Duty to Report under Contaminated Land Management Act 1997
Duty to Report under Contaminated Land Management Act 1997
The Contaminated Land Management Act 1997 (CLMA) was significantly amended on 1 July 2009. A fundamental change has been made to the duty to report contamination. This duty can now be triggered regardless of the actual knowledge of the person required to report. The environmental regulator (Regulator) now has powers to require the assessment and remediation of sites where contamination is considered to be significant enough to warrant regulation. The previously used “significant risk of harm” trigger for reporting contaminated land no longer applies. Persons with an interest in any land in NSW which has a history of potentially contaminative uses should now seek legal advice in relation to the statutory duty to report and the new expectations of the Regulator in this regard.
1. Duty to report
A person whose activities have contaminated land or the owner of land that has been contaminated is required to notify the Regulator when becoming aware of contamination in the following circumstances:
- the level of the contaminant in, or on, soil exceed the level of contamination set out in new guidelines on the duty to report (which became effective on 1 December 2009 (Guidelines)) with respect to a current or approved use of the land, and people have been, or foreseeably will be, exposed to the contaminant, or
- the contamination meets a criterion prescribed by regulations, or
- the contaminant has entered, or will foreseeably enter, neighbouring land, the atmosphere, ground water or surface water, and the contamination exceeds, or will foreseeably exceed, a level of contamination set out in the Guidelines and will foreseeably continue to remain above that level.

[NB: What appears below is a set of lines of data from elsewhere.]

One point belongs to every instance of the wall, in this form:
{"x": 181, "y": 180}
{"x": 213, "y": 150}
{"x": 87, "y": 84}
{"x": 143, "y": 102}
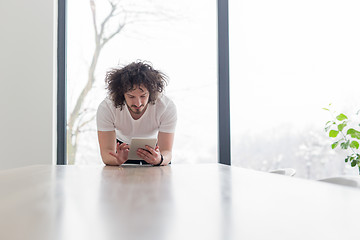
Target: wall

The Guidelines contain more information on the notification triggers and how they should be used in determining whether contamination should be reported to the Regulator.
2. When does the duty to report arise?
The duty to report arises when a person whose activities have contaminated the land or the owner of contaminated land:
- is aware of the contamination, or
- should reasonably have become aware of the contamination.
The following factors are to be taken into account in determining when a person should reasonably have become aware of the contamination:
- the person’s abilities, including his or her experience, qualifications and training;
- whether the person could reasonably have sought advice that would have made the person aware of the contamination;
- the circumstances of the contamination.
As a result anyone who either has expertise in the area or who has the financial resources to retain a consultant may be expected by the Regulator to proactively investigate potential contamination. The Regulator can also now issue a preliminary investigation to determine whether land should be regulated.
3. Failure to report
Failure to report is an offence and carries a fine of up to $165,000 for a corporation (and $77,000 for each day that the offence continues), and $77,000 for an individual (and $33,000 for each day that the offence continues).
If a corporation contravenes, whether by act or omission, any provision of the CLMA or the regulations, each person who is a director of the corporation or who is concerned in the management of the corporation is taken to have contravened the same provision, unless the person satisfies the court that:
- the person was not in a position to influence the conduct of the corporation in relation to its contravention of the provision, or
- the person, if in such position, used all due diligence to prevent the contravention by the corporation.